Grilled Pork Tenderloin with Green Onion-Peanut Relish
Bobby Flay's Coconut-Marinated Pork Tenderloin
- 14 ounce can Unsweetened Coconut Milk
- 2 Limes (grated zest)
- 2 Limes (juice)
- 1 tablespoon Mild Curry Powder (heaping)
- 2 teaspoons Mild Spanish Paprika
- 6 Garlic Cloves (finely chopped)
- 3 tablespoons Fresh Ginger (grated)
- 1 Scotch Bonnet Chile (chopped) Or 2 tablespoons Scotch Bonnet Hot Sauce
- 1/4 teaspoon Black Pepper (coarsely ground)
- 2 pounds Pork Tenderloin (trimmed of excess fat)
- 2 tablespoons Canola Oil
- Kosher Salt (to taste)
- 4 Green Onions (green and pale green parts; halved lengthwise and finely chopped)
- 2 tablespoons Fresh Cilantro Leaves (finely chopped)

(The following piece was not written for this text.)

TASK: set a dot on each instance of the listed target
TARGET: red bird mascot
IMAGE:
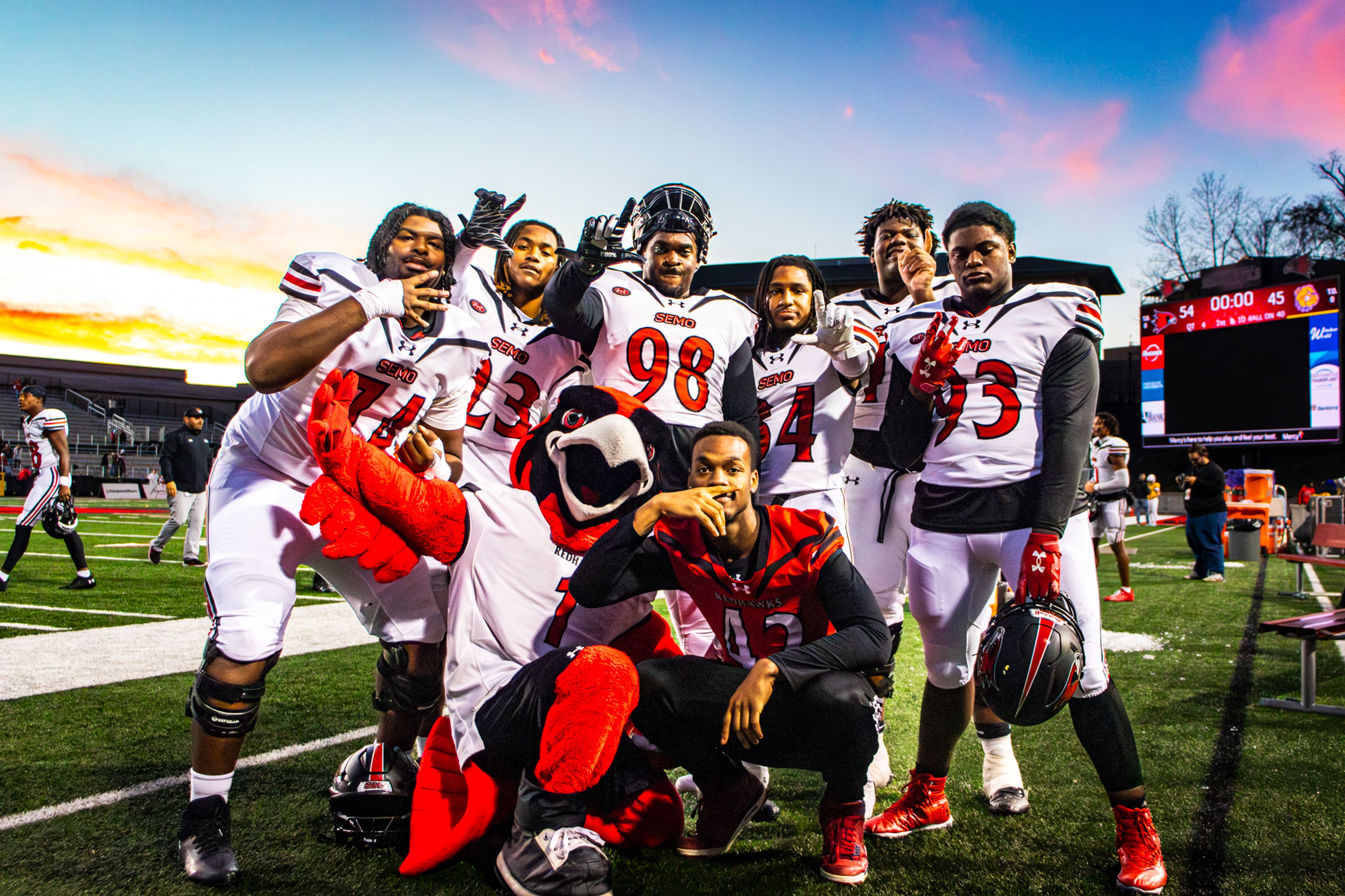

- 1/8 teaspoon Ground Allspice
- 1/2 cup Roasted Peanuts (coarsely chopped)
- Hot Sauce
- Combine the coconut milk, lime zest, lime juice, curry powder, paprika, garlic, ginger, Scotch bonnet, and pepper in a bowl. Add the pork, turn to coat in the marinade, cover, and refrigerate for at least 2 hours and up to 8 hours.
- Heat your grill to high for indirect grilling.
- Remove the pork from the refrigerator 30 minutes before cooking and pat dry with paper towels. Brush the pork with the oil and season with salt. Put the pork directly over the heat and cook until charred on all sides, about 8 minutes.
- Remove to the cooler part of the grill (indirect heat) and continue grilling until an instant-read thermometer inserted into the center of the pork registers 150 degrees Fahrenheit, about 12 minutes longer. Remove the pork from the grill, tent loosely with foil, and let rest for 10 minutes.
- Combine the green onions, cilantro, allspice, and peanuts in a bowl and season with salt.
- Slice the pork into the 1/4-inch-thick slices. Sprinkle with the green onion-peanut relish and serve with hot sauce.